In small amounts (< 14%) it is metabolized in the body by N- and O-dealkylation (unlike other H|-histamine receptor antagonists, which are metabolized in the liver by the cytochrome system) to form a pharmacologically inactive metabolite. Due to insignificant metabolism and lack of metabolic potential, interaction of levocetirizine with drugs seems unlikely.

The elimination half-life (Tx) in adults is 7.9 ± 1.9 hours. In young children the half-life is shorter. In adults, the total clearance is 0.63 ml/min/kg. About 85.4% of the drug dose taken is excreted unchanged by kidneys via glomerular filtration and tubular secretion; about 12.9% – via intestine. Certain groups of patients

Patients with renal failure

In patients with renal failure with creatinine clearance less than 40 ml/min, the drug clearance is decreased. In patients on hemodialysis total clearance is reduced by 80%. Less than 10% of the drug is removed during a standard 4-hour hemodialysis procedure.

Children

The data from a study of the pharmacokinetics of the drug in 14 children aged 6 to 11 years with a body weight between 20 and 40 kg when 5 mg of levocetirizine was taken orally once showed that the Stache and area under the curve (AUC) were about twice that of healthy adults in a cross-match control.

The mean Stache was 450 ng/mL, the maximum concentration was reached after an average of 1.2 hours, total clearance with body weight was 30% higher, and the elimination half-life was 24% shorter in children than in adults.

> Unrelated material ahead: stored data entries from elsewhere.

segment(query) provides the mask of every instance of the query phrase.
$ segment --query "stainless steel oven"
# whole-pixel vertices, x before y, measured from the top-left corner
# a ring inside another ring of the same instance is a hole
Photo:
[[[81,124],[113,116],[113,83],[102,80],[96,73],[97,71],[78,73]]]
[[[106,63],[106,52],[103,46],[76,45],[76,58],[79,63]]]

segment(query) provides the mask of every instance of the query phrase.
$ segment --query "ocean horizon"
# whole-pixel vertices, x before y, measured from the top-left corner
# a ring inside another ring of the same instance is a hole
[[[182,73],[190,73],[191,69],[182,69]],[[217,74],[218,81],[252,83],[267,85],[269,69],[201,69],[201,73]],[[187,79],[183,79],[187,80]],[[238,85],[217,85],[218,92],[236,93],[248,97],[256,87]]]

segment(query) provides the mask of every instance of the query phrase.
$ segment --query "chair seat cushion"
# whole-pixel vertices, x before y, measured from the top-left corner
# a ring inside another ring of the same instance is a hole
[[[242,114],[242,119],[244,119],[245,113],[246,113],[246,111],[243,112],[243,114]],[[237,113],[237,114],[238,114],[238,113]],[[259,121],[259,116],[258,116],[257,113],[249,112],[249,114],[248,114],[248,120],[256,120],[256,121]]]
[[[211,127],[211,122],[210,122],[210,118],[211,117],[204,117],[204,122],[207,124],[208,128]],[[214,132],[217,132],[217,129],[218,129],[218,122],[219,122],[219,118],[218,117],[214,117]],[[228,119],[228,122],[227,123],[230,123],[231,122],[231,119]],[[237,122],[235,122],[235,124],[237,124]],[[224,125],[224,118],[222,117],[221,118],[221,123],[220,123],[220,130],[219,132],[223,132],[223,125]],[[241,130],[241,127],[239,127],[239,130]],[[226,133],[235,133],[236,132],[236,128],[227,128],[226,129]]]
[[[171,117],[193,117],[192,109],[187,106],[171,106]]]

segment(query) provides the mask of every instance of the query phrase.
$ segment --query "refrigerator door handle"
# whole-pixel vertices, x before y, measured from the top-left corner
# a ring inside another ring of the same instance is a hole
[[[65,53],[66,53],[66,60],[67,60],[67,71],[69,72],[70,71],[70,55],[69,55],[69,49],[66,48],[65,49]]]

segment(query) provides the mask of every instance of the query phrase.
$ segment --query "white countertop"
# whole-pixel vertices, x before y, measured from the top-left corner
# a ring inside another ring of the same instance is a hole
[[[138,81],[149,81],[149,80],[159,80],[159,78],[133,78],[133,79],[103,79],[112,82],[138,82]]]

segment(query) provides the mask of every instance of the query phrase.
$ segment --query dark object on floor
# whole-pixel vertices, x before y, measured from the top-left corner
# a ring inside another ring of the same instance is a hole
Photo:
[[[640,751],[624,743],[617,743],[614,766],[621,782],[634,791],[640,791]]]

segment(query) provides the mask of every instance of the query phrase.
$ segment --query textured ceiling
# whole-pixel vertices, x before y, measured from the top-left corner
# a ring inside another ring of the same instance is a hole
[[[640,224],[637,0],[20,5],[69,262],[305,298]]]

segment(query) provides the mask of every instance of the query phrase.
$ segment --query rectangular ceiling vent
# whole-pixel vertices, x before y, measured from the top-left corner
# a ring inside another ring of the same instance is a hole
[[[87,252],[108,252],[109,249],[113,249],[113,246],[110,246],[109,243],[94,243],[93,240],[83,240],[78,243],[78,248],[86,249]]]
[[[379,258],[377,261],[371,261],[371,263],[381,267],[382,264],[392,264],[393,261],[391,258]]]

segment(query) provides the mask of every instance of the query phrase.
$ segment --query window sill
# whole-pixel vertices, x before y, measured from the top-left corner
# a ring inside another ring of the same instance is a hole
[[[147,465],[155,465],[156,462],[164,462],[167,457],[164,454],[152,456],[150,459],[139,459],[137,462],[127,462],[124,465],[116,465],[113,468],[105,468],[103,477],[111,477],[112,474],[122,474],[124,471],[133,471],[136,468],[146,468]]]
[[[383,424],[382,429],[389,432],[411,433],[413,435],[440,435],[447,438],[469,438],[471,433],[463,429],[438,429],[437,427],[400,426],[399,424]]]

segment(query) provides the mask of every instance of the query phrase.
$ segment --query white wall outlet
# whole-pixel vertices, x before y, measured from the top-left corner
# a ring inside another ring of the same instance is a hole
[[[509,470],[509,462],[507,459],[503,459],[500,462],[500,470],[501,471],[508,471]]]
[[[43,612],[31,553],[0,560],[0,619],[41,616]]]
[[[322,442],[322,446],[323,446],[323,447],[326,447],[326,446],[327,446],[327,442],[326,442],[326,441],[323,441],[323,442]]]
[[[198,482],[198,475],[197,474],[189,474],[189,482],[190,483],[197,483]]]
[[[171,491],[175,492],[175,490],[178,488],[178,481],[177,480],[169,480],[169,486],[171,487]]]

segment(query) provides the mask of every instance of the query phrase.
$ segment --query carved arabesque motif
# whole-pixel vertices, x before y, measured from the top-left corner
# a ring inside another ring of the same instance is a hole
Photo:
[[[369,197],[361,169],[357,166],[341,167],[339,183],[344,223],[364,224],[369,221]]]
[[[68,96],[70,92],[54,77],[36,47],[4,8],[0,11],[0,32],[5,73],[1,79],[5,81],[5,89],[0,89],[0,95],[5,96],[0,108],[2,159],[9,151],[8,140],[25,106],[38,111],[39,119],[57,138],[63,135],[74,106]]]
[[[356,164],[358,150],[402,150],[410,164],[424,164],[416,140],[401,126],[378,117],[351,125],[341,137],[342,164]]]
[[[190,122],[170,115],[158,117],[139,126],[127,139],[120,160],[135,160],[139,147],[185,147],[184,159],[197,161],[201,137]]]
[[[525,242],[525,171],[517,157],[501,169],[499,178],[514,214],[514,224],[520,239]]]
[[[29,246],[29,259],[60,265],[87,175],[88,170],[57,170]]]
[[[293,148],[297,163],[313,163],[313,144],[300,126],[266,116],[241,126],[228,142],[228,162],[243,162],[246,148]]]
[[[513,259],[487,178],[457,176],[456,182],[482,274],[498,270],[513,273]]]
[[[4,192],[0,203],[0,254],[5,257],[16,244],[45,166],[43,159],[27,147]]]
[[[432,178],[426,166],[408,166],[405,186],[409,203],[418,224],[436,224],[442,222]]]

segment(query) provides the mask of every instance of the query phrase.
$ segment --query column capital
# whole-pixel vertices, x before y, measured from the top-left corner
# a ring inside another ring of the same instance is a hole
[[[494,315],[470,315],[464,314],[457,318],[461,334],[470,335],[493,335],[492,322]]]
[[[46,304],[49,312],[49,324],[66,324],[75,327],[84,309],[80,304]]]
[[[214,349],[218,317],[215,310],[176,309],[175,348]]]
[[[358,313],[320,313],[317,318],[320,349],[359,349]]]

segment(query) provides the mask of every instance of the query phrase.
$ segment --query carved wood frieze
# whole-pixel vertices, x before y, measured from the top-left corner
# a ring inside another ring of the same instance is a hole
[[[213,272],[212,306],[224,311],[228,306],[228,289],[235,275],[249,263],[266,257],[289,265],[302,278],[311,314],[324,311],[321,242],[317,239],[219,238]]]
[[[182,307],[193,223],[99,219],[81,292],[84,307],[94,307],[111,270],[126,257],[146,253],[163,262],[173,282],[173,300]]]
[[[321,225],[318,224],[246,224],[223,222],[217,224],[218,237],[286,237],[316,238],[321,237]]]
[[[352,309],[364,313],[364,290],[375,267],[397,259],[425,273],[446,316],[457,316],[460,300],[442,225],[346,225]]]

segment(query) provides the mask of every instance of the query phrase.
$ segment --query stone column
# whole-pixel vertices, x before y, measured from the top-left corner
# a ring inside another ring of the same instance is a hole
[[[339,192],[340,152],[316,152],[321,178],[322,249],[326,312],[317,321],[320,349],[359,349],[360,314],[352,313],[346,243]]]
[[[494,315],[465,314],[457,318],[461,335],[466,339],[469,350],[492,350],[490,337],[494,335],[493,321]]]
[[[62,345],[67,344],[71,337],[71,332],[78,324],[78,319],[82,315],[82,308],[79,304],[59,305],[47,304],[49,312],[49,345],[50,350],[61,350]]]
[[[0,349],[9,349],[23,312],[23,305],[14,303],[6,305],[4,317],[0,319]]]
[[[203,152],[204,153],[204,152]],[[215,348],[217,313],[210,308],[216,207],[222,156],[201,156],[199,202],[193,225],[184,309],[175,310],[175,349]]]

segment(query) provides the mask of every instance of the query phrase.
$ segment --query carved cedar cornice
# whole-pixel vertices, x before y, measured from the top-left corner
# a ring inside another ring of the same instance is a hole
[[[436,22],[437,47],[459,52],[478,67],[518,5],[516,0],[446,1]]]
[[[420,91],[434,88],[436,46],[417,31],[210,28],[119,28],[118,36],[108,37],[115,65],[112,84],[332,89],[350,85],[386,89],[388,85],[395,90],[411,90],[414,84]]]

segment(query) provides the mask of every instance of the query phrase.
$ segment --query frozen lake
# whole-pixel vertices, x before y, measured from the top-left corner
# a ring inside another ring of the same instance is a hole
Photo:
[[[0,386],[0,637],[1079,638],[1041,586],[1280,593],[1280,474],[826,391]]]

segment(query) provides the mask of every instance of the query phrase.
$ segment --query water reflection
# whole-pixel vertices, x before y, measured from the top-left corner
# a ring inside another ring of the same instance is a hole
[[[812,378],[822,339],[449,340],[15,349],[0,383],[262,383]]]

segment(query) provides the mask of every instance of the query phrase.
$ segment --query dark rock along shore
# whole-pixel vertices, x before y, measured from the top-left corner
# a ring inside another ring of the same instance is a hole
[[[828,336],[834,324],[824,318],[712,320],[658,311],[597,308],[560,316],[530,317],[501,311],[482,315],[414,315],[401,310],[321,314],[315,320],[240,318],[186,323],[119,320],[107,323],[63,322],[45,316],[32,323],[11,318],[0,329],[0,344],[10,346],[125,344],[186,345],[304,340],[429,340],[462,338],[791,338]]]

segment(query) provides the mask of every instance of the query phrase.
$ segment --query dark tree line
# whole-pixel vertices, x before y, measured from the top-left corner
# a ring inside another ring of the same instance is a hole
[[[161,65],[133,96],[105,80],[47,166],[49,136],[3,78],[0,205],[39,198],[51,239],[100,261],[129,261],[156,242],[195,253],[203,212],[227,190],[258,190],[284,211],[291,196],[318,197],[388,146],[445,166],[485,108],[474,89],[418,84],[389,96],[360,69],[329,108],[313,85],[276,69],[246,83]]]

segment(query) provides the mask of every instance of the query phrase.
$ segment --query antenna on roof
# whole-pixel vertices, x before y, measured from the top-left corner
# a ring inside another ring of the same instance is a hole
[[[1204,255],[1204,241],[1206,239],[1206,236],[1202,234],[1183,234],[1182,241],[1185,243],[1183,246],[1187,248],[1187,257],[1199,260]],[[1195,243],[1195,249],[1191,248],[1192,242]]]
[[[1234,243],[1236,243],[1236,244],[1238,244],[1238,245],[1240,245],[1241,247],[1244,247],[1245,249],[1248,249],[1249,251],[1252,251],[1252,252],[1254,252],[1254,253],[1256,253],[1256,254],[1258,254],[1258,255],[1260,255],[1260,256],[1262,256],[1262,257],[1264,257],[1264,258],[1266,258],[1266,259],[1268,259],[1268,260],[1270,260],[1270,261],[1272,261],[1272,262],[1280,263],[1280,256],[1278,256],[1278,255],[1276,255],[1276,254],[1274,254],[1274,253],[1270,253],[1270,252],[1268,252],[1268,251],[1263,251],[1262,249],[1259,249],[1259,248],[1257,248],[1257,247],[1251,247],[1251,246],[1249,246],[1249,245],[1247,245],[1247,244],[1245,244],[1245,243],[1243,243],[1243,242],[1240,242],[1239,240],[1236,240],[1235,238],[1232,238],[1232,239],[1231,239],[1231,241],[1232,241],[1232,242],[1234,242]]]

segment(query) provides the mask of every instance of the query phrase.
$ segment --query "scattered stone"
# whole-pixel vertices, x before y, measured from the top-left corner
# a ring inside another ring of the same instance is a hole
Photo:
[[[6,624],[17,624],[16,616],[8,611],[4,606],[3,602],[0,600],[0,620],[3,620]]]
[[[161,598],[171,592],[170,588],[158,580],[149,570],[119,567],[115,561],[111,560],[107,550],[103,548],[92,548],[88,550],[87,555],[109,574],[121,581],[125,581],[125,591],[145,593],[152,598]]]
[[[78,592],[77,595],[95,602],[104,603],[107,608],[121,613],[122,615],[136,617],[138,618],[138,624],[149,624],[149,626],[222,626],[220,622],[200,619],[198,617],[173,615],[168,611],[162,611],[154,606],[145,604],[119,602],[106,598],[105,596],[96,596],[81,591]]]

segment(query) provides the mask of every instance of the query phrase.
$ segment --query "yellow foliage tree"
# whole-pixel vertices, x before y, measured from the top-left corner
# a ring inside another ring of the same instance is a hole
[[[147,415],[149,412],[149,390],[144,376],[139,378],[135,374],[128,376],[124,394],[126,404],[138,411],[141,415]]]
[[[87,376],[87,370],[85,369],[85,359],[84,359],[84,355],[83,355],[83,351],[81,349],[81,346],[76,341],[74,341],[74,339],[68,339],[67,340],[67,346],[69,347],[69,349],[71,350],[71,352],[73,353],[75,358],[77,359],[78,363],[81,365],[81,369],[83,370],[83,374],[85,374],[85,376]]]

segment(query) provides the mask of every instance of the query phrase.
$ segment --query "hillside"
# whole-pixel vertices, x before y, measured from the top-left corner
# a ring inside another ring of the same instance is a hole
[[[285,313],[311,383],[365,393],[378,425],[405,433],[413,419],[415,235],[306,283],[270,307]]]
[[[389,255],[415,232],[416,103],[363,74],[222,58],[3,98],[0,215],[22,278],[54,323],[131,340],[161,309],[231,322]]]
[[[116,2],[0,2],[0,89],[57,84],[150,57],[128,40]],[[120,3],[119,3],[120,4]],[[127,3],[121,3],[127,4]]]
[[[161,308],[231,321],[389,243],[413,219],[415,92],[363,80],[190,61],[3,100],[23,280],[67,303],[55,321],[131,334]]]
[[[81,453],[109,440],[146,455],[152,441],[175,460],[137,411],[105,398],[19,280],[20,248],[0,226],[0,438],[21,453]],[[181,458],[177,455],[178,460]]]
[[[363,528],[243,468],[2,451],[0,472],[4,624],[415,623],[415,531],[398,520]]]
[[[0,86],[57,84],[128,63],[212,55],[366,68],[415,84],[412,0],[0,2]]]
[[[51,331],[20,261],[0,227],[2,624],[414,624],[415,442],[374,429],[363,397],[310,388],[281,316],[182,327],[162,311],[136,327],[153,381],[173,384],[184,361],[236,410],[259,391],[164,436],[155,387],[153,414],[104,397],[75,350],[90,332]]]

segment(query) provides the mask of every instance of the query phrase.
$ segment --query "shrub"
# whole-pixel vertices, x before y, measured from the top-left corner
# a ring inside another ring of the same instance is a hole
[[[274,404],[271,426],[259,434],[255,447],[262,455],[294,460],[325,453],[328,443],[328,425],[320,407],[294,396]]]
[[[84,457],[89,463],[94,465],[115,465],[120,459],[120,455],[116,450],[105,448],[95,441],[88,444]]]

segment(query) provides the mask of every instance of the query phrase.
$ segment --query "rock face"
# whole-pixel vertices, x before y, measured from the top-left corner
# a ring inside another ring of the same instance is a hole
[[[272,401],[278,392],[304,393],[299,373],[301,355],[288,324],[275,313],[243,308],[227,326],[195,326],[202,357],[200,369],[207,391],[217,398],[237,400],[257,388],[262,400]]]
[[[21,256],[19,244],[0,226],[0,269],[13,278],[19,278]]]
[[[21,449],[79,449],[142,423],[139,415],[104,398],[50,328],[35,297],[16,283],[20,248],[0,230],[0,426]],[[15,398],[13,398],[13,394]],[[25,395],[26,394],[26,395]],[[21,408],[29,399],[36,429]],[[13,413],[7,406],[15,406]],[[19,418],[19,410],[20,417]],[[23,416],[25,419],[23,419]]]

A retrospective pharmacokinetic analysis was performed in 324 patients (181 children aged 1 to 5 years, 18 children aged 6 to 11 years, and 124 adults aged 18 to 55 years) who received one or more doses of levocetirizine between 1.25 mg and 30 mg. The data obtained in the analysis showed that administration of the drug in a dose of 1.25 mg in children aged 6 months to 5 years resulted in plasma concentrations corresponding to those in adults when the drug was taken once daily.

Elderly patients

There are limited data on pharmacokinetics in elderly patients. When 30 mg of levocetirizine was repeatedly administered once daily for 6 days in 9 elderly patients (age 65 to 74 years), total clearance was approximately 33% lower than that of younger adults.

The distribution of cetirizine racemate has been shown to be more dependent on renal function than on age. This statement may also be applicable to levocetirizine, since both levocetirizine and cetirizine are primarily excreted with the urine. Therefore, in elderly patients, the dose of levocetirizine should be adjusted depending on renal function.